The Supreme Court handed down a decision this morning on a campaign finance case out of Arizona. It probably won’t get as much attention as the one striking down a California law that bans the sale of violent video games to minors. But it should because it is yet another example of the incoherence, as Richard Hasen has written, of the Court’s recent jurisprudence in the area of campaign finance law. More importantly, it signals the Court’s continued willingness to allow moneyed interests to tilt the electoral playing field to their advantage.
The Arizona law in question is a system of voluntary public funding for state elections. If a candidate opts into the public funding system, he/she is given a certain amount of money to campaign with and cannot raise any additional money. However, if that candidate’s privately funded opponent or independent expenditure groups opposed to his/her candidacy spend more than the initial allotment of funding he/she received, the candidate may receive funds to match the spending by opposition forces.

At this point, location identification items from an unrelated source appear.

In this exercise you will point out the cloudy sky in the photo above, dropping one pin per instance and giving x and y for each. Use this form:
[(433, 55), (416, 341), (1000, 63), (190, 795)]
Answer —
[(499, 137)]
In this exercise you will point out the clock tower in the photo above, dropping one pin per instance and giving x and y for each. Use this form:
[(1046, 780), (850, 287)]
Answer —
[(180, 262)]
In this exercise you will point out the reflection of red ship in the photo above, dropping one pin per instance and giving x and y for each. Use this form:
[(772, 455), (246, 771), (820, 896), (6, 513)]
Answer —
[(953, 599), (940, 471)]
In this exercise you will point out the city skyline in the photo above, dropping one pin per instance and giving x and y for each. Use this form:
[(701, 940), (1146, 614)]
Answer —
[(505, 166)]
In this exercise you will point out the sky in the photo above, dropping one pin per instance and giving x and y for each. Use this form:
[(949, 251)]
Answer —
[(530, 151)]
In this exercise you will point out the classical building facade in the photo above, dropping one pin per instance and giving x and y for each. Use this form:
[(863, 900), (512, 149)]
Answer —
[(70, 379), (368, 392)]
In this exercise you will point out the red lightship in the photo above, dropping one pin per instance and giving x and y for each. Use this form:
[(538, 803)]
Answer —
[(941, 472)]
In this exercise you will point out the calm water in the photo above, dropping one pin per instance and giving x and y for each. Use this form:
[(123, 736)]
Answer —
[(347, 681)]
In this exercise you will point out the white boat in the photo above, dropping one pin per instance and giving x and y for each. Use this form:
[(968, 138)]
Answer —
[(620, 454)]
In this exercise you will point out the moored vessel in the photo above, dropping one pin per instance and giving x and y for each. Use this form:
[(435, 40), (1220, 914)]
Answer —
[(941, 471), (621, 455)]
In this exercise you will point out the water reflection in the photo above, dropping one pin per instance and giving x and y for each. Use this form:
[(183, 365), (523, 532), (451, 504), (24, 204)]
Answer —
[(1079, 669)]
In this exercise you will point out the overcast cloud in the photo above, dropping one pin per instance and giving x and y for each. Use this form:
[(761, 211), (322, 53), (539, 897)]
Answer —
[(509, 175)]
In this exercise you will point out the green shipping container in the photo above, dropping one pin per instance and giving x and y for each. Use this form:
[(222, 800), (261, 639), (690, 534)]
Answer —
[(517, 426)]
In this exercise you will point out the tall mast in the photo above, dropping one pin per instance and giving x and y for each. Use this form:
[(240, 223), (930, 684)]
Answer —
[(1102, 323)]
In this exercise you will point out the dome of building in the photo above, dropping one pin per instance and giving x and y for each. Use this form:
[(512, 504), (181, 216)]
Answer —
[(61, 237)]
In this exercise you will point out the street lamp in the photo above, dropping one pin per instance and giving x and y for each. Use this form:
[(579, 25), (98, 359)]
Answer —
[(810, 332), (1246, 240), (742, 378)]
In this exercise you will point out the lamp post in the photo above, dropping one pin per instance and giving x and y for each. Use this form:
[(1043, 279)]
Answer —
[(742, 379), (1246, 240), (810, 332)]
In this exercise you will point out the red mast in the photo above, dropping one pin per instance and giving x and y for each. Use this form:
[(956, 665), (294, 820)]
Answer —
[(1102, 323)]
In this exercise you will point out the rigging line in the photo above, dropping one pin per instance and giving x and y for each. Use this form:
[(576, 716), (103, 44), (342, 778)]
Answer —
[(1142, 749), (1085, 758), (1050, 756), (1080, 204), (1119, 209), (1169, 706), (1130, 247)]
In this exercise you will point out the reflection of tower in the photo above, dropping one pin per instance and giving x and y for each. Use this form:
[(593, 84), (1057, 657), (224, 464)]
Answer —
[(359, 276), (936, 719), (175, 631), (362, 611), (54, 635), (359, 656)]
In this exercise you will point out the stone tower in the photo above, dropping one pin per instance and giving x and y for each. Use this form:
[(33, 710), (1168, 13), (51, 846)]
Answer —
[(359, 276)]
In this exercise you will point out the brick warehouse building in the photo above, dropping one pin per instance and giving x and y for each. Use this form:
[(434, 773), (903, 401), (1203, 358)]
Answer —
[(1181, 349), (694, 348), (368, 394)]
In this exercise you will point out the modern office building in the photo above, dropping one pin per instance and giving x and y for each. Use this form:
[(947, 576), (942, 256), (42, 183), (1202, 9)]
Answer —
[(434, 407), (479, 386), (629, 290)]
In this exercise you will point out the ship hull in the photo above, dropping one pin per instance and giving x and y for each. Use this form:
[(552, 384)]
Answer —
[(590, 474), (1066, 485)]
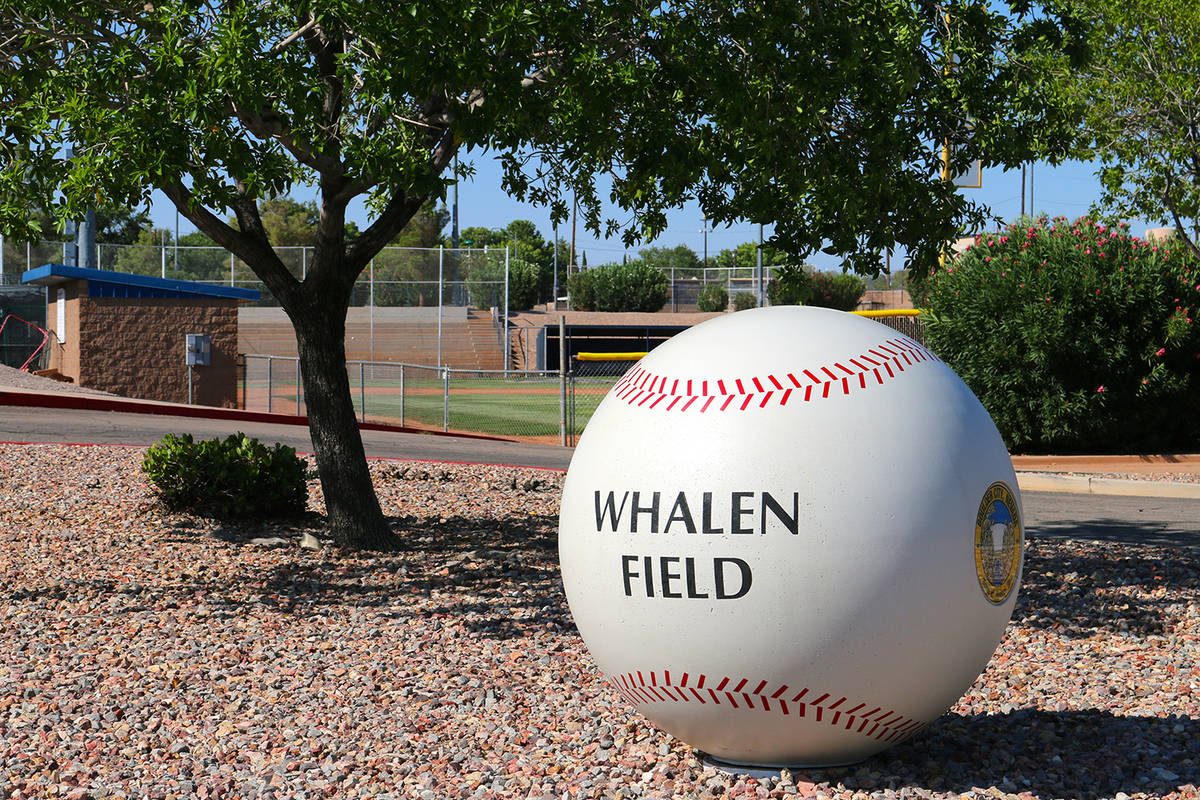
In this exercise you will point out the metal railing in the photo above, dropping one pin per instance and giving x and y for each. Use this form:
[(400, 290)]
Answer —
[(528, 404)]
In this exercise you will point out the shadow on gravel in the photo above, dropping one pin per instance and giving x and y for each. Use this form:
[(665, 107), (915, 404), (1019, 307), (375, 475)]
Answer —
[(497, 577), (1085, 755), (1079, 590)]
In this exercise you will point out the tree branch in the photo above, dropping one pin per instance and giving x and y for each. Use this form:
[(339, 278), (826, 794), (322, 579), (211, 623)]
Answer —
[(268, 125)]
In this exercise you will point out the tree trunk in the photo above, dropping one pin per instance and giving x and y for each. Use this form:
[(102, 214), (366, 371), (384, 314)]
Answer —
[(355, 518)]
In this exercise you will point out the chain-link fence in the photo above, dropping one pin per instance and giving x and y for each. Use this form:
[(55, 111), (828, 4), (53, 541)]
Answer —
[(397, 276), (528, 405)]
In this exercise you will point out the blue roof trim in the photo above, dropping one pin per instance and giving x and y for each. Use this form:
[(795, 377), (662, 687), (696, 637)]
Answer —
[(135, 284)]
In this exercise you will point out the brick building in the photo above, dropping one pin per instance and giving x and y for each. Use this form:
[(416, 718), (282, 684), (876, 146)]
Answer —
[(127, 334)]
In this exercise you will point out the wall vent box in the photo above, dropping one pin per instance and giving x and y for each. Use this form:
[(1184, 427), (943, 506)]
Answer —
[(199, 350)]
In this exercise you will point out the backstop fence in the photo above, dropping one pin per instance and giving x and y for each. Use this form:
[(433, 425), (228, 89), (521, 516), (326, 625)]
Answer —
[(549, 407), (397, 276)]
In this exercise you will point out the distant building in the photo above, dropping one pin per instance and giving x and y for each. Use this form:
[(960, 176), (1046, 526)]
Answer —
[(127, 334)]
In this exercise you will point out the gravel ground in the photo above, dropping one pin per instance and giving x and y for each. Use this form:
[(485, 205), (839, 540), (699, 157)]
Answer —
[(154, 655)]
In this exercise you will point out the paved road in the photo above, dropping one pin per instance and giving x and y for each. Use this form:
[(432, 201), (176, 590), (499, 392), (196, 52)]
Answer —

A handful of privately funded candidates and two independent groups sued the state of Arizona claiming that the law “unconstitutionally penalized their speech and burdened their ability to fully exercise their First Amendment rights.” You read that correctly. By giving public financed candidates additional money to make their case against wealthy privately funded candidates, the state was infringing on the wealthy candidates’ free speech rights.
By a 5-4 majority, the Supreme Court agreed with the plaintiffs and struck down Arizona’s matching fund provision. This is the same majority who, in the Citizens United case, argued (to quote Justice Kennedy) that “it is our law and our tradition that more speech, not less, is the governing rule.” That decision, as most of you know, opened the floodgates to corporate (and union) spending in elections.
So the principle seems to be the following: When the wealthy want to spend more on campaigns, it’s an infringement on their First Amendment rights not to let them do so; and when the non-wealthy opponents of the wealthy want to spend more on campaigns, it’s an infringement on the First Amendment rights of the wealthy to let them do so. Put another way, more spending equals more speech, but only when it’s the wealthy doing the spending.
If you think that democracy requires competitive elections and that competitive elections, in turn, require at least the pretense of a level playing field, you should be very worried about what this Supreme Court majority has been doing to campaign finance regulation in recent years.